The British Veterinary Nursing Association (BVNA) awarded honorary membership to three deserving individuals during the recent awards ceremony held at the BVNA Congress on Friday 11th October. BVNA President Louisa Baker awarded Sue Badger, Anne McBride and Julian Hoad lifetime Honorary Membership for their years of dedicated work and continued support of the veterinary nursing profession.
Sue Badger MEd CertEd VN
Sue Badger has been a prominent figure in the veterinary nursing profession for many years. Sue served two separate terms as a BVNA Council member and was the association’s President during 2010/2011.
Sue has worked extremely hard in developing the BVNA members’ publication, the VNJ, into a more professional source of information/education and continues with this work as its current Editor in Chief. She also represents the BVNA and veterinary nurses on the RCVS VN Legislative Working Party, offering her insight, experience and knowledge to this important area of nursing.
Julian Hoad BVetMed BSc(Hons) MRCVS
Julian began lecturing for Margaret Moore from 1997 on her veterinary nursing course. This led to other day courses and practice CPD events for other VN education suppliers. Julian was invited onto the BVNA Congress Committee a couple of years ago and helps with selecting topics and sourcing lecturers for the scientific programme.
Julian was asked to write the Handbook of Surgical Nursing for Veterinary Nurses in 2006 and he hopes it has been useful to veterinary nurses. This year, he was asked to speak at the BVNA Roadshow, presenting a series of anaesthetic lectures around the country.
Since the time he has qualified, Julian says he has seen the profession rise in stature to a level that can now be truly measured against its peers in the veterinary profession.
Dr Anne McBride BSc PhD FRSA
Anne’s involvement with the veterinary nursing profession came when she was almost 14 years of age and went to work for her local vet at weekends and evenings, which she continued to do for the next 6 years. Anne found it fascinating but also realised that a career as a vet or veterinary nurse was not for her, she was more interested in animal and human behaviour so undertook a psychology degree and then a PhD in rabbit behaviour.
It was some 15 years later that Anne’s path was to cross that of the veterinary nursing profession again when she started working as a behaviour counsellor and setting up puppy classes.
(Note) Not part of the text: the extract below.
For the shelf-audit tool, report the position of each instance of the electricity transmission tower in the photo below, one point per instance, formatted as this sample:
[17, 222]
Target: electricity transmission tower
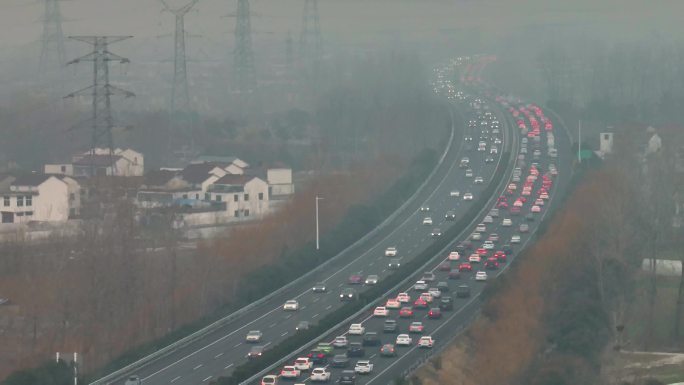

Anne was instrumental in setting up the first course in animal behaviour counselling at Southampton University along with Sarah Heath and John Fisher. She has been a speaker on the BVNA’s Companion Animal Behaviour Course since its inception and has been asked to speak at BVNA Congress on many occasions. Anne joined the BVNA Congress committee in 2010 where she assists BVNA in putting together their scientific programme.